I keep my rattle can finishes in the house, when not in use. This way they will stay 60 - 75 degrees year round. With a garage shop, that is not terribly inconvenient for me.


----------



## SamuraiSaw (Jan 8, 2013)

It is most likely moisture. As Gary said, the best way the pull the blush out is a light coat of thinner. That "melts" the lacquer and allows the moisture to escape.

Personally, I'd avoid using the minwax. I don't like their products. Deft makes a spray lacquer in a rattle can that is pretty good.


----------



## huff (May 28, 2009)

buff1,

Definitely sounds like moisture (humidity). Sometimes just having a little heat will help with the humidity. Lacquer is usually the one we have the problem with blushing. Sometimes just spraying a very light coat each time will prevent it from blushing and sometimes that will also get rid of the blushing that's already accured.

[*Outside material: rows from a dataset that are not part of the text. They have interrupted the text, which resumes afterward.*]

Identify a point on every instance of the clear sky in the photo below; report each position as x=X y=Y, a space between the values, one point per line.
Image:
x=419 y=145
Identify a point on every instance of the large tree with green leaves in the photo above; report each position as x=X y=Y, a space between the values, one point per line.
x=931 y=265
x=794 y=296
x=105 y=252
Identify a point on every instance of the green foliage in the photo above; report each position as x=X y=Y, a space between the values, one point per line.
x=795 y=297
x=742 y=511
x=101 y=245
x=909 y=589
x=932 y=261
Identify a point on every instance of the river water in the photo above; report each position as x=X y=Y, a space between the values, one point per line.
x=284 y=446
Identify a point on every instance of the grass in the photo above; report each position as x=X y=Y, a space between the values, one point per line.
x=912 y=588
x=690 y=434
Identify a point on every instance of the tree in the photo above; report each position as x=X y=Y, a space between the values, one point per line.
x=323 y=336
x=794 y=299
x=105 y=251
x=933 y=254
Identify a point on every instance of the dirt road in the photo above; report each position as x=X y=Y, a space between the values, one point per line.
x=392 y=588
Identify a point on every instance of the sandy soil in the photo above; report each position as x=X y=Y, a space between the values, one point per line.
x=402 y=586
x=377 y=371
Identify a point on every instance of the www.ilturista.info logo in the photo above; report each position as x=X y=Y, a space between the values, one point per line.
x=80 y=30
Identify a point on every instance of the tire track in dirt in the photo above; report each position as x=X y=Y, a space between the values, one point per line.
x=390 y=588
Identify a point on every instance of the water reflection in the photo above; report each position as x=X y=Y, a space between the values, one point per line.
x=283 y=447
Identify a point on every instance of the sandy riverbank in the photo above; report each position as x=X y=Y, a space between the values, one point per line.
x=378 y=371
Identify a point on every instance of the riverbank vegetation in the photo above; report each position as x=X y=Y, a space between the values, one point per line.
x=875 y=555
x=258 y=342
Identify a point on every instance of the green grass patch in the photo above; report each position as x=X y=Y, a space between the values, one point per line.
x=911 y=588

If Lacquer is sprayed fairly heavy, moisture can get trapped in the finish since the top layer of the lacquer will flash over quickly and trap any moisture that may be in the finish. Since lacquer burns into itself each time a new coat is applied, sometimes if you spray a very light coat over the area that's blushed, it will disolve the top layer enough to let the moiture release.

Doesn't work all the time, but a lot of the time.


----------